Regarding the share deprivation claim, the court identified three essential elements: ownership of shares by the deceased at death, entitlement of the Claimant as heir, and intentional wrongdoing by the anchor defendant. The court found that Sana expressly accepted the validity of the key share transfer agreements of 1993, 1995, and 1998, which demonstrated that Hassib had divested his shares prior to death. The court found no real prospect of success in challenging the completion of formalities or the authenticity of the share register, which evidenced valid transfers. Contractual estoppel principles and waiver further undermined the claim. The court also rejected the suggestion that the transactions were gifts rather than sales on a summary basis, though it recognized this issue as arguable.
On the knowledge element, the court found no properly arguable basis to establish that Wael knew of any failure of share transfer or conspiracy. The timing and nature of registry requests and responses were explained as coincidental and unrelated to the claim. The court concluded the share deprivation claim lacked any real prospect of success and thus failed the jurisdictional threshold.
Conversely, the asset misappropriation claim was found to raise serious issues to be tried. The court identified triable issues concerning the management of Hassib's assets post-stroke, including capacity to authorize transactions, the existence and scope of powers of attorney, and the propriety of investments made by the Defendants. There was a real issue as to whether Wael had knowledge or involvement in any wrongdoing. The claim was substantive and distinct from the share deprivation claim.
The court rejected the Defendants’ submissions that the claims fall outside the Brussels Regulation due to succession or corporate decisions exceptions. It found the principal subject matter of the claims to be tortious conspiracy and misappropriation, not succession or challenges to corporate organ decisions. Accordingly, the Brussels Regulation applied, and jurisdiction was appropriate.

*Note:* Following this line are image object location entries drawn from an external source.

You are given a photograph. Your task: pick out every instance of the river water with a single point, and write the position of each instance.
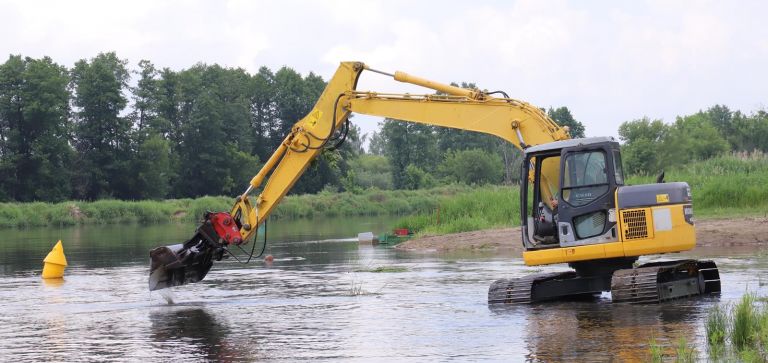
(318, 300)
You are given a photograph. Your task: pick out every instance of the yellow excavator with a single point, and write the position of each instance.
(574, 209)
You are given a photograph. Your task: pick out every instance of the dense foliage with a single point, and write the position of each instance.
(652, 145)
(101, 130)
(724, 186)
(91, 133)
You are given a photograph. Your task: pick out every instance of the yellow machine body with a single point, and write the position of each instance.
(638, 236)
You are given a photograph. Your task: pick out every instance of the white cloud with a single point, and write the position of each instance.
(608, 62)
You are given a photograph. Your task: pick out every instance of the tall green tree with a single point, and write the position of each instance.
(563, 117)
(409, 144)
(692, 138)
(35, 155)
(214, 154)
(102, 133)
(473, 166)
(643, 139)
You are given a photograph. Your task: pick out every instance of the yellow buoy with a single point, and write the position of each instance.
(55, 263)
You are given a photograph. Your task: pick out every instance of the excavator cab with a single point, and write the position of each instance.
(568, 193)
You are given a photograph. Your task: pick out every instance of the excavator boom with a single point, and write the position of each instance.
(575, 207)
(515, 121)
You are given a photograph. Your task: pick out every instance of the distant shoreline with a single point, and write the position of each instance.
(729, 232)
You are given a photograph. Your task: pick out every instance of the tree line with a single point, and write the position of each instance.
(101, 130)
(88, 133)
(650, 146)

On the arbitration stay applications, the court found that Sana was not bound by the arbitration clause in the company’s Articles of Association in respect of the asset misappropriation claim, as the claim was not based on rights conferred by those Articles. Therefore, no mandatory or discretionary stay was appropriate for that claim.
Service out of jurisdiction on HH was rejected due to the failure of the share deprivation claim against Wael, the anchor defendant.
The court considered the relevance of prior litigation ("the Masri litigation") but found no findings against Wael and no material assistance in assessing the present claims.
Holding and Implications
The court’s final decision was as follows:
- The share deprivation claim against all Defendants is dismissed for want of a serious issue to be tried.
- The asset misappropriation claim against all Defendants except two (who are not parties to that claim) raises serious issues to be tried and is not stayed.
- The asset misappropriation claim is not subject to mandatory or discretionary stay under the Arbitration Act 1996.
- The claims fall within the scope of the Brussels Regulation, and jurisdiction is properly exercised by the English courts.
- Service out of jurisdiction on the Defendant HH is set aside due to failure of the share deprivation claim against the anchor defendant.
The implications are that the asset misappropriation claim will proceed in England against the relevant Defendants, while the share deprivation claim is effectively discontinued. No new precedent is established beyond the application of existing jurisdictional principles to the complex facts of this case.